Thursday, August 13, 2009

Tempos de Paz


por Kleber Mendonça Filho
cinemascopio@gmail.com


Daniel Filho está meio que no topo. Já nos seus 70, se manteve à frente da TV, do teatro e do cinema no Brasil ao longo dos últimos 40 anos, sempre em posições de liderança. Nos últimos dez anos, parece ter encontrado um nicho gigantesco junto à Globo Filmes onde tem a liberdade de fazer a sua musculação criativa e comercial com uma série de sete filmes em oito anos, todos populares e que incluem os dois Se Eu Fosse Você, vistos por mais de nove milhões de brasileiros. E segue fazendo seu cinema com mais um exercício chamado Tempos de Paz (Brasil, 2009), com Tony Ramos e Dan Stulbach.

Ao se debruçar sobre os filmes de Daniel Filho, há sempre uma tensão curiosa para com o observador que não pode se considerar um admirador do que ele filma. Temos um homem do entretenimento brasileiro, talvez o maior nome de uma indústria de áudio-visual que ainda engatinha, associado diretamente a marcos históricos da cultura nesse país, como a novela Dancin’ Days (1978) e a um filme como Cidade de Deus, que assina como produtor associado.

Seus filmes recentes, como A Partilha (2001) ou Primo Basílio (2007) ilustram seu discurso, já muito conhecido, que é o de sempre se comunicar com o grande público. Parece estar fazendo bem esse trabalho há décadas. Essa busca pelo público tem a contrapartida, por parte dele, como realizador, de fazer filmes que estão acima da média brasileira de mercado, produções fluentes, com atuações corretas e roteiros funcionais que contam histórias.

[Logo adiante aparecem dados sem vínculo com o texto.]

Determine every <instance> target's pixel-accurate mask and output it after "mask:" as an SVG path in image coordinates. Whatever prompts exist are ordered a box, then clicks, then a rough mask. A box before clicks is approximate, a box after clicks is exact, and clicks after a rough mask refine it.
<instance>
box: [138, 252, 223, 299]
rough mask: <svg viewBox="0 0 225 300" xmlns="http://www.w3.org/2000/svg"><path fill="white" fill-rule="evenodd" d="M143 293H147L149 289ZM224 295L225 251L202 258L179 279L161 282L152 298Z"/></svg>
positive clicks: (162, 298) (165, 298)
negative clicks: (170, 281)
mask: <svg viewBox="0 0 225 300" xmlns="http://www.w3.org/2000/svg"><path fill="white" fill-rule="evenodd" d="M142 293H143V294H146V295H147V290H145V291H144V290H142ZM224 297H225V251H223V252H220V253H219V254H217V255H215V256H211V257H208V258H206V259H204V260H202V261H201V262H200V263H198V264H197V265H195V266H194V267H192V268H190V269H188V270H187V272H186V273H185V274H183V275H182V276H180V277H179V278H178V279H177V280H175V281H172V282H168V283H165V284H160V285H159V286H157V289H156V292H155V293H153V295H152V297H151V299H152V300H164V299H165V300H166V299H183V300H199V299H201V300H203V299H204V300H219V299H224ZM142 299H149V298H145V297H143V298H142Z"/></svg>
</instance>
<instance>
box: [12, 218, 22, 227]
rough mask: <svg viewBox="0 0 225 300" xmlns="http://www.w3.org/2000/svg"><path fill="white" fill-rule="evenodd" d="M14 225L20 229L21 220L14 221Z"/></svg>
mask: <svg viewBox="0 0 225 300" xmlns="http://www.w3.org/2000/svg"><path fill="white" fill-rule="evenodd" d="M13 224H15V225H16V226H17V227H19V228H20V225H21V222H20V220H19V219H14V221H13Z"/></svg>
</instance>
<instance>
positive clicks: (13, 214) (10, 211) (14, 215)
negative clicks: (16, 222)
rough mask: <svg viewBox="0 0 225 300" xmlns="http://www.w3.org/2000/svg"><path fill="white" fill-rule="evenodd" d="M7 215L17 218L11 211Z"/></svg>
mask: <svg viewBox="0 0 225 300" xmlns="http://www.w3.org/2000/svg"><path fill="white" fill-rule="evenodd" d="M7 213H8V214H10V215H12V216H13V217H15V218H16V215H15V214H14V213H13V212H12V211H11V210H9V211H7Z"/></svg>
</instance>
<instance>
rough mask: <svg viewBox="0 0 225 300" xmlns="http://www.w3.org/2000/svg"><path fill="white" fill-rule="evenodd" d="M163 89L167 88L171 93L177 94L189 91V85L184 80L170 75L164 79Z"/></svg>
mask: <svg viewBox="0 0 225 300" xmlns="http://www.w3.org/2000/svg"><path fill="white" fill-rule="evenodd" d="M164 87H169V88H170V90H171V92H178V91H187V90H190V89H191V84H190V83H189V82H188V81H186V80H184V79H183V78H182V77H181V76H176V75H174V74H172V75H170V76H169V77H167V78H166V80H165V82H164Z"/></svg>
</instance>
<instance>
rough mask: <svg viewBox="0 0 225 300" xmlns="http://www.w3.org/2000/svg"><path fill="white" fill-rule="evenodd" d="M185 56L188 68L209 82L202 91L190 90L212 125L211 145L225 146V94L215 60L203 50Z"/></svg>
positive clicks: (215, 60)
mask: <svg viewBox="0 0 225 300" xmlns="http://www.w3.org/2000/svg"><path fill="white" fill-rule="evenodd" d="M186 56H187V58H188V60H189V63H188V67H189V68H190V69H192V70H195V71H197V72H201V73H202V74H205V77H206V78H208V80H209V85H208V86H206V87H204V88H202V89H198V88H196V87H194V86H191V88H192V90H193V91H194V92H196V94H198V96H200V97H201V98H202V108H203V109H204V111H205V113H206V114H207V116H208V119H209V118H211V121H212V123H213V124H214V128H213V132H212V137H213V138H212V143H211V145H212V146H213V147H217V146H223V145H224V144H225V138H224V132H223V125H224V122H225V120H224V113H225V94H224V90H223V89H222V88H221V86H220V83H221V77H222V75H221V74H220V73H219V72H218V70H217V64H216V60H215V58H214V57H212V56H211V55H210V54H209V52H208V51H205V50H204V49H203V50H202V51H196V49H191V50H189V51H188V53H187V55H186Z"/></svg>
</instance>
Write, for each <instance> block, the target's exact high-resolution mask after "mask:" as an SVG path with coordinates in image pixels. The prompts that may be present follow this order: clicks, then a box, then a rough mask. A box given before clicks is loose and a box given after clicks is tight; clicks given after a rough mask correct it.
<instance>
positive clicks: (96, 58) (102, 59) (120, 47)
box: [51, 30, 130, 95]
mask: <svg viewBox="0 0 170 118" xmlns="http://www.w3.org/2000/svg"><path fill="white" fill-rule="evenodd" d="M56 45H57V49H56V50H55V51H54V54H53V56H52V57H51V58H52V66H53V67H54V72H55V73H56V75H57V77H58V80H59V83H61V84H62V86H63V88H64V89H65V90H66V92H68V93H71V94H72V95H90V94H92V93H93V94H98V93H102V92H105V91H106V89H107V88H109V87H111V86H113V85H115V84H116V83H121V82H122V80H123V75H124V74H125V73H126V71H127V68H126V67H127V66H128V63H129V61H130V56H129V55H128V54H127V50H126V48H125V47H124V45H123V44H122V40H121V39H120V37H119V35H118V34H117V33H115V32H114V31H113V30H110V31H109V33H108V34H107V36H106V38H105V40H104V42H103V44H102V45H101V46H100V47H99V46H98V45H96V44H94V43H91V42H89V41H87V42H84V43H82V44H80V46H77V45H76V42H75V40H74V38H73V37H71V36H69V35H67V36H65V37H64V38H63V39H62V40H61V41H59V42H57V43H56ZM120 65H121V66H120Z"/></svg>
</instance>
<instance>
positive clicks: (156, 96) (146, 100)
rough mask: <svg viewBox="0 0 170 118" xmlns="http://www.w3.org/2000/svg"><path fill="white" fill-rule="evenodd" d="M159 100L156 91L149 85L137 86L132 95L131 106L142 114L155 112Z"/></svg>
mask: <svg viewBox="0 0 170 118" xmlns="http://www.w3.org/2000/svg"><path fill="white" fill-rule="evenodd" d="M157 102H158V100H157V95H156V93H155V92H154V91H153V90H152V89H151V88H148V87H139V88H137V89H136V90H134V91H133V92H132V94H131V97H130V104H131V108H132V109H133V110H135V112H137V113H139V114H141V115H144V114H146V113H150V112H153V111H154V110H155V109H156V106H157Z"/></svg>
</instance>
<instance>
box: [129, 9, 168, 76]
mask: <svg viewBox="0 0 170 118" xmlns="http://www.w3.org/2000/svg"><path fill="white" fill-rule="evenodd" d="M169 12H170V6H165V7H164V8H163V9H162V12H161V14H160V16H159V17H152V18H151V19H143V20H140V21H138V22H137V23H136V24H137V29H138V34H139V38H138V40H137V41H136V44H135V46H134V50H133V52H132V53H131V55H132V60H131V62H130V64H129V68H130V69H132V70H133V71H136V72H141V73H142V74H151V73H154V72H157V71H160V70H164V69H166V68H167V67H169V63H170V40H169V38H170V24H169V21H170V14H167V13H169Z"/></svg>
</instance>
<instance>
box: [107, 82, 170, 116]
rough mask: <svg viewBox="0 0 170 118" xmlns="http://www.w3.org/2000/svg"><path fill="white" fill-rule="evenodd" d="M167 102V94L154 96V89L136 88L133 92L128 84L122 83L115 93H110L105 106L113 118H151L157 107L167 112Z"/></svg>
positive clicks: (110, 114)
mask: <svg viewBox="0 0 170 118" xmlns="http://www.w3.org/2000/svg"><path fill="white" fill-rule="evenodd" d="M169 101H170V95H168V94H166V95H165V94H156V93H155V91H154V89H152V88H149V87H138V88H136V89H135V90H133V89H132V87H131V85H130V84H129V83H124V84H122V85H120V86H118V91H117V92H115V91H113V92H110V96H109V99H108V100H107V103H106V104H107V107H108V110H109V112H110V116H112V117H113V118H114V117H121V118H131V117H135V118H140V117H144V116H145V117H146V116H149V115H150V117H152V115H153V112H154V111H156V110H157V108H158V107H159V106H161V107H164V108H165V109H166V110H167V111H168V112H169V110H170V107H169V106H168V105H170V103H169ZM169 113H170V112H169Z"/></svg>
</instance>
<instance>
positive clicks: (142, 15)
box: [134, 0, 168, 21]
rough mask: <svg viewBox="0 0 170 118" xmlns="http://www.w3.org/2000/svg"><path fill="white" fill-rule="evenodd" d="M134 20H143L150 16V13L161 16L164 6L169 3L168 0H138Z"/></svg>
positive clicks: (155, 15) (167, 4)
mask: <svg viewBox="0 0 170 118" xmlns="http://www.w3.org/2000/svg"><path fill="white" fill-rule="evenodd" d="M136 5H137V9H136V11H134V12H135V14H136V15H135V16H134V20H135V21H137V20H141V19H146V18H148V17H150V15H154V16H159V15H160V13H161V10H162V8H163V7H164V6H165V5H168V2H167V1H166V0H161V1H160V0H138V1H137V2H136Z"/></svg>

Normalmente, seriam filmes medíocres se a média brasileira não fosse tão ruim. Como estamos, os filmes de Daniel Filho são os melhores produtos comerciais que temos, numa proposta nacional de mercado, público e lucro através de uma constância na sua produção.

Depois de Se Eu Fosse Você 2, lançado em janeiro, ele nos traz esse produto aparentemente pequeno, uma adaptação da peça Novas Diretrizes em Tempos de Paz, de Bosco Brasil. O resultado é curioso.

É essencialmente um diálogo teatral entre dois personagens antagônicos, Segismundo (Ramos) e Clausewitz (Stulbach), o primeiro, um chefe da alfândega no Rio de Janeiro em abril de 1945. O segundo é um ator polonês que desembarca no porto vindo da Europa. O brasileiro esteve à frente de horrores como integrante da policia de Getúlio Vargas, o polonês sofreu horrores do nazismo. O próprio Daniel Filho interpreta uma vitima política de Segismundo, homem íntegro que tenta entender o porquê da violência contra a sua pessoa.

Tempos de Paz parece abraçar as origens teatrais do material encenado, tentativa de o cinema honrar o palco, e isso inclui até mesmo a buzina do navio ouvida de tempos em tempos, com a identidade sonora de que estaria sendo operada por algum contra-regra.

O texto parece achatado, no sentido de que tudo o que é dito parece se bastar, sem entrelinhas ou dubiedades, levando progressivamente a momentos de dramaticidade que chamam sempre um virtuosismo terrivelmente piegas. Talvez seja o segredo da narrativa popularesca, uma situação sem nuances que levará a uma explosão de emoção encenada e pontuada.

O personagem Segismundo, um ignorante com passado sofrido, burocrata infernal e capacho sem escrúpulos, irá se curvar diante do poder da arte de um homem puro. Vale observar que, por outro lado, o artificialismo constante é finalmente assumido com alguma delicadeza.

Stulbach parece destacar-se com a alegria evidente de quem adora seu personagem. Ele e Ramos dividem o espaço cênico como num espetáculo popular encenado sexta à noite, com casa lotada. Poderá ser um sucesso para o nicho inexistente no Brasil de filmes pequenos com pretensões populares.

PS: Stulbach, durante a projeção, me lembrou não apenas do Tom Hanks, mas do Hanks de O Terminal, de Spielberg, preso numa situação semelhante, e pintado com tintas mesmas, a do bom homem que conquista a burocracia.

Filme visto no Box Cinemas, Recife, Agosto 2009

6 comments:

Anonymous said...

Obrigado por contar o fim do filme.

CinemaScópio said...

Caro Anonymous, não há de quê.

BillyBob said...

Mas o Stulbach não é o Tom Hanks?

CinemaScópio said...

Entendi.

Anonymous said...

Ai, que texto ruim. Sem agradecimentos, please.

Ademilton said...

Tive a sensação de assistir a uma peça no teatro e... gostei!
Produto híbrido, pouco representativo de um cinema o qual o Brasil procura.
Compro sem medo a análise do blog, perfeita, para mim.